Quantidade de solicitações dobra em dois anos; número de atendimentos também bate recorde
O número de brasileiros que querem usar o sistema público de saúde de Portugal disparou nos últimos dois anos, impulsionado principalmente pelo aumento da imigração.
Segundo dados do Ministério da Saúde, a quantidade de pedidos de brasileiros para usarem o sistema alcançou em 2019 o valor mais alto da série histórica antes mesmo de o ano acabar.
Até 1º de dezembro, foram 87.596 documentos, de acordo com os dados da pasta —cerca de 5.000 a mais do que o recorde do ano anterior.
A mineira Érica Silva é um desses brasileiros. Ela diz ter ficado em pânico ao descobrir estar grávida menos de seis meses após chegar a Portugal, onde estava em situação migratória irregular.
“Fiquei com medo de não ter condições para ganhar minha bebê. Mas, no centro de saúde mesmo, já me explicaram que, por conta do PB4 [documento emitido pelo Ministério da Saúde brasileiro], eu não precisaria me preocupar com o acesso a hospital”, afirmou ela.
O documento em questão é o CDAM (certificado de direito à assistência médica), também conhecido como PB4, que garante que os brasileiros, mesmo sem visto adequado para morar em Portugal, tenham acesso ao sistema público de saúde da mesma forma que um cidadão português.
Os brasileiros se beneficiam de um acordo bilateral celebrado com o governo de Portugal que garante reciprocidade no acesso à saúde.
Ou seja: portugueses, de forma semelhante, também têm direito de usar o SUS (Sistema Único de Saúde).
O Brasil tem acordos semelhantes com a Itália e com Cabo Verde.
Embora o PB4 também seja procurado por turistas que querem evitar gastos com um seguro-saúde particular, é entre os brasileiros que migraram que ele vira unanimidade.
Vídeos que ensinam a pedir o documento e a usá-lo, mesmo para quem não tem autorização legal para residir no país, acumulam milhares de visualizações.
Para solicitar o CDAM para Portugal (a documentação varia de acordo com o país), é exigida a apresentação do RG, CPF, passaporte válido e comprovante de residência no Brasil. O pedido pode ser feito pela internet.
O aumento expressivo na procura pelo PB4 coincide com um aumento dos migrantes brasileiros em Portugal. Em 2018, houve uma alta de 23,4% em relação ao ano anterior. Foi a segunda alta consecutiva, após um período de seis anos de quedas nos números oficiais (de 2011 a 2016).

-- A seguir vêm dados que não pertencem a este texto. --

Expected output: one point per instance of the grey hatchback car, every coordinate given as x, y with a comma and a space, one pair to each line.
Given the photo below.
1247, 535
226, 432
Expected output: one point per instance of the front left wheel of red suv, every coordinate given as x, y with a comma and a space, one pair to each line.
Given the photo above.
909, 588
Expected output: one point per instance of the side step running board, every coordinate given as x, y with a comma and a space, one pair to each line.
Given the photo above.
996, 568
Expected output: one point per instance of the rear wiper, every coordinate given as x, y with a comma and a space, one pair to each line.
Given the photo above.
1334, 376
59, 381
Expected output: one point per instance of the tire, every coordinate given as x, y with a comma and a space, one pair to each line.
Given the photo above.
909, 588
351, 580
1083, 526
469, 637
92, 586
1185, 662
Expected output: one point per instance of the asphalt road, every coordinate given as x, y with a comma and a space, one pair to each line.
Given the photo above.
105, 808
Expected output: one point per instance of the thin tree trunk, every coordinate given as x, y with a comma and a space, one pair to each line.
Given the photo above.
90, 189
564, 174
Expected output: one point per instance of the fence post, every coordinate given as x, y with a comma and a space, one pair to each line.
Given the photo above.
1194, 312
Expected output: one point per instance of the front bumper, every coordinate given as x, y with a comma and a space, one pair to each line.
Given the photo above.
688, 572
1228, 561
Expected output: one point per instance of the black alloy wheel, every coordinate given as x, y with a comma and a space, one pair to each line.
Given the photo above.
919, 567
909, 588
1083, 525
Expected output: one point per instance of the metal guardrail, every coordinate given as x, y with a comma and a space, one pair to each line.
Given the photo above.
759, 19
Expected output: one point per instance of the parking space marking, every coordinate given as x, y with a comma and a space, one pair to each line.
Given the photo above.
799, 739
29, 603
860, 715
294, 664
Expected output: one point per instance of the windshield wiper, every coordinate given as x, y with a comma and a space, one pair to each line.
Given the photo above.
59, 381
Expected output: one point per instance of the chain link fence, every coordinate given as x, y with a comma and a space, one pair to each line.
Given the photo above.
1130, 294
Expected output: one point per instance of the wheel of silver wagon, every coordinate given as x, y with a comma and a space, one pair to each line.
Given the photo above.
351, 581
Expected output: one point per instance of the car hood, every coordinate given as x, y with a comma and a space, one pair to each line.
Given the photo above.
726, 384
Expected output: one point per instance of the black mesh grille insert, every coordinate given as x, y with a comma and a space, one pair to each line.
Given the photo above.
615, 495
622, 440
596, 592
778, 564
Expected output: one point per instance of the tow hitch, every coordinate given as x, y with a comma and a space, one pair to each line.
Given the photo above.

Os dados, porém, não contabilizam os imigrantes irregulares, o que significa que a comunidade brasileira, em termos reais, cresceu bem mais.
Até outubro de 2019, o Ministério da Saúde português contabilizou 613.522 atendimentos a cidadãos com nacionalidade brasileira, incluindo cuidados de saúde primários, serviços de urgência, consultas hospitalares e internações.
O resultado representa um aumento de 68,4% em relação ao mesmo período de 2017.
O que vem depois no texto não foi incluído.